Lo más difícil estaba: un transporte y el combustible para encaminar a cada uno de los convalecientes de la COVID-19; sin embargo, lo más sencillo, coordinar bien adónde y en qué momento debía llegar ese ómnibus, algo que se habría logrado con solo una llamada telefónica, fue imposible. El chofer dijo que había que ir uno por uno a todos los centros de aislamiento para recoger a los egresos.
El chiste de mal gusto es que el recorrido terminaría en la Terminal de Ómnibus, desde donde partirían otras guaguas hacia distintos destinos. Para nosotros, que salíamos de la Escuela del Partido, a escasos dos kilómetros de la terminal, fue el viaje del absurdo. Pasamos primero por Comcávila: no había altas. De ahí a La Esperanza y La Rueda (por gusto, porque en una no había pacientes y en la otra estaban los ingresos del Hospital Psiquiátrico; después a Las Cañas (sin altas) y por último a la EIDE Marina Samuel, donde se llenaron las capacidades. Entonces enrumbamos por la Carretera Central.
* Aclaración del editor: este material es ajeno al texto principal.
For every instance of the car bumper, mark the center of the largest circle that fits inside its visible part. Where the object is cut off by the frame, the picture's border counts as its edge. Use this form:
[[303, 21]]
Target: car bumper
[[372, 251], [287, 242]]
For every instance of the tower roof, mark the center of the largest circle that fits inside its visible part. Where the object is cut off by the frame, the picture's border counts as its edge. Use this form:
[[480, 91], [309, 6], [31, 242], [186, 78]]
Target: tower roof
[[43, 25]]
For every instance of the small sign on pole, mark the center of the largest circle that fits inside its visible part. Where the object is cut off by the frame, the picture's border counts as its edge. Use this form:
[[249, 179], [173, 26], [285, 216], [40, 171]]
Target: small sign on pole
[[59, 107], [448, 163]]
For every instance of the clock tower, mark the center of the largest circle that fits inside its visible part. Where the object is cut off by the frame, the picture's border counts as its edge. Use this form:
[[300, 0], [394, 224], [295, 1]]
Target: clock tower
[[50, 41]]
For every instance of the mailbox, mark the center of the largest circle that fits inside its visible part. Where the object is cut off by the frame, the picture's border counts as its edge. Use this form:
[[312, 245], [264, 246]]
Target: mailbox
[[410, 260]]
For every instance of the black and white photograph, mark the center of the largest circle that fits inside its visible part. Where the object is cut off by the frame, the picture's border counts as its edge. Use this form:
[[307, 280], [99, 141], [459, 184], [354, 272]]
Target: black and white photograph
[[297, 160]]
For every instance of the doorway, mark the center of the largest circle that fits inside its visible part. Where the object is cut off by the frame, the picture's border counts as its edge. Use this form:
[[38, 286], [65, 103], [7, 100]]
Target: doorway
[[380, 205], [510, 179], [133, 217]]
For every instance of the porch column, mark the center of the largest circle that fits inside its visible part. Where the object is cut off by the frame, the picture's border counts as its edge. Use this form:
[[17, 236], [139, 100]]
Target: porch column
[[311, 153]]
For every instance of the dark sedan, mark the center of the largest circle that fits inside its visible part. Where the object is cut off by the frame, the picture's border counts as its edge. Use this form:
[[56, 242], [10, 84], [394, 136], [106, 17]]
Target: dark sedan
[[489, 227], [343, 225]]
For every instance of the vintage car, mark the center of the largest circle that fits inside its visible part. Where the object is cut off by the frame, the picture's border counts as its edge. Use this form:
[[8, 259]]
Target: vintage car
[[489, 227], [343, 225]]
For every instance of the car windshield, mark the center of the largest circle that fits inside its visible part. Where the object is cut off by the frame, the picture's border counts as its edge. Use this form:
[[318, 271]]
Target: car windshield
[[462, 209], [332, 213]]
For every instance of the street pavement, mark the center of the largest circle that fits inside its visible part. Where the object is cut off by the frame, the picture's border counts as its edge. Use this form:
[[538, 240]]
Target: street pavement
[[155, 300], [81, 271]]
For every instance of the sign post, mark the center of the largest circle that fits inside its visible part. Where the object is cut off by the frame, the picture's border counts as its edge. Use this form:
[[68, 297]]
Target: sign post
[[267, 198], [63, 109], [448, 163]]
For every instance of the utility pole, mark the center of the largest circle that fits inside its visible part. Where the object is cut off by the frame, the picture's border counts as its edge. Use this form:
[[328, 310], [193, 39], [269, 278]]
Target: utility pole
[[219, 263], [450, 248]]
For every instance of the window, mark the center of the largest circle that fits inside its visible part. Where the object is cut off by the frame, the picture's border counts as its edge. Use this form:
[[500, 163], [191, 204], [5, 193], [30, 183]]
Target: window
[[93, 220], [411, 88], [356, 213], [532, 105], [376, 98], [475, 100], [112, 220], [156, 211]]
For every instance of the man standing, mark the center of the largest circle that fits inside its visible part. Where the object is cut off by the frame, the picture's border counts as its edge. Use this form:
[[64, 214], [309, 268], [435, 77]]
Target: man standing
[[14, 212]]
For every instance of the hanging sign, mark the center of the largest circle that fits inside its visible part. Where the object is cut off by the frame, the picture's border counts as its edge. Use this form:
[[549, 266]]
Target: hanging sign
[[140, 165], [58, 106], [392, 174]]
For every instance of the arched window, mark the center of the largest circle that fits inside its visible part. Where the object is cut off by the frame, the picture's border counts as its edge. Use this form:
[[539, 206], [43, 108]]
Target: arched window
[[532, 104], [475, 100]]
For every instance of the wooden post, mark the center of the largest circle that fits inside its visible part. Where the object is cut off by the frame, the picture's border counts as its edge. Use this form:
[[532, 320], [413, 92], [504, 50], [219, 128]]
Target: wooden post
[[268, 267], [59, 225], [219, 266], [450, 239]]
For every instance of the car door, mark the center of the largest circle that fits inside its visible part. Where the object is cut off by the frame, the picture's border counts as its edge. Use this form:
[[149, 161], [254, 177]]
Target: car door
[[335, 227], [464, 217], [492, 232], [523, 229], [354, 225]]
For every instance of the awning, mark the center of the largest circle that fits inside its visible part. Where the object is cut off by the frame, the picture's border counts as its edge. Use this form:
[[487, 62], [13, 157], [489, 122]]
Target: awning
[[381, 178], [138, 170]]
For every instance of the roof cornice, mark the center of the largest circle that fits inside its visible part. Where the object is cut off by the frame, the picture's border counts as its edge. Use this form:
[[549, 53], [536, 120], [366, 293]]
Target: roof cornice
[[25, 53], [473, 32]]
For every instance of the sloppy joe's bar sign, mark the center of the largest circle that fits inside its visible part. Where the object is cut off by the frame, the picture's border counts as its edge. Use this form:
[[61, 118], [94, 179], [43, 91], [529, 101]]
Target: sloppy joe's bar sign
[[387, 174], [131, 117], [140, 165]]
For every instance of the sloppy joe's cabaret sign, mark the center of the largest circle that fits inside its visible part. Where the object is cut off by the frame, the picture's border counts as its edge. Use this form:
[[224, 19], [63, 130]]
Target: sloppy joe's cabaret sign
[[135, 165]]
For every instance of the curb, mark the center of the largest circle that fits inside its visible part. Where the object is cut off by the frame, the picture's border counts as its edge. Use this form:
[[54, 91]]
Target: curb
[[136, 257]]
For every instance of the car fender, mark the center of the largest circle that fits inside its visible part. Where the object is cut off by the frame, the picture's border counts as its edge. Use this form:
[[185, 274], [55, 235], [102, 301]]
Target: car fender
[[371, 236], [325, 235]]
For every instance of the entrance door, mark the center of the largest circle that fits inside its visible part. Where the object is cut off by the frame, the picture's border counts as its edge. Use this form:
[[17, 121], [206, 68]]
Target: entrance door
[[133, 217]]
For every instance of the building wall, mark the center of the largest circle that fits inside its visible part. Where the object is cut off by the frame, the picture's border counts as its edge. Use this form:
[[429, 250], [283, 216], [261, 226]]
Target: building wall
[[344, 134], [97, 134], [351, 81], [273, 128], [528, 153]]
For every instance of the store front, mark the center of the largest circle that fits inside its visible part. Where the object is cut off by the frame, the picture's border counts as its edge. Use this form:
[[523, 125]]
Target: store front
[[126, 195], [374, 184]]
Podrás imaginarte el malestar y el desconcierto ante lo absurdo. Eric estaba que si lo pinchaban no echaba sangre, tanto que apenas llegamos a la terminal, se bajó como un bólido y me dijo “nos vamos a pie”. Por suerte solo nos separaban cinco cuadras de nuestra casa. Pero a esta “cuerpa postcovid” no le gustó la idea; no he extrañado tanto un bicitaxi en mi vida como ese día. Igual nos fuimos caminando.
Llegar a casa fue la gloria, polvorienta como estaba. Un baño, mi sillón, los vecinos preguntando. Pupi que me había comprado lo que vino a la tienda y había sacado el módulo de donación. La vida, volviendo. Los miedos, disipándose, hasta que otra placa nos bajó los humos.
La doctora Bertica volvió a evaluarla y su diagnóstico fue casi tan severo como el primero: seguíamos con neumonía, como si una semana de ingreso no hubiera hecho todo lo que se suponía hiciera. Nos sentíamos físicamente bien, pero a los pulmones les estaba tomando más tiempo recuperarse.
Ya desde antes tenía ese temor, por mí y por todos los convalecientes de COVID-19 que están saliendo de alta sin un examen radiológico. Hay consenso entre los médicos en que las lesiones virales persisten y que no lleva farmacología añadida. Una puede racionalizar ese conocimiento, mas, de ahí a interiorizarlo y estar bien con él, hay un trecho.
Máxime porque las historias de muertes, secuelas y retrocesos post pandemia son tan o más tristes. Probablemente algunas se habrían evitado con una radiografía que mostrara la real condición de los pulmones, pues si algo ha caracterizado a la COVID-19 es lo que han dado en llamar “happy hipoxia” o “hipoxia feliz”, que es cuando la saturación de oxígeno en la sangre es peligrosamente baja y, no obstante, uno se siente bien.
Bertica nos auscultó, nos hizo examen clínico y contrastó la radiografía con nuestro estado general. Nos indicó tomar otro antibiótico, oral, y gracias a la familia y los amigos, de cinco en cinco, o de 10 en 10, completamos el tratamiento. Las recetas que me hizo mi médico Alejandro todavía están esperando tiempos mejores.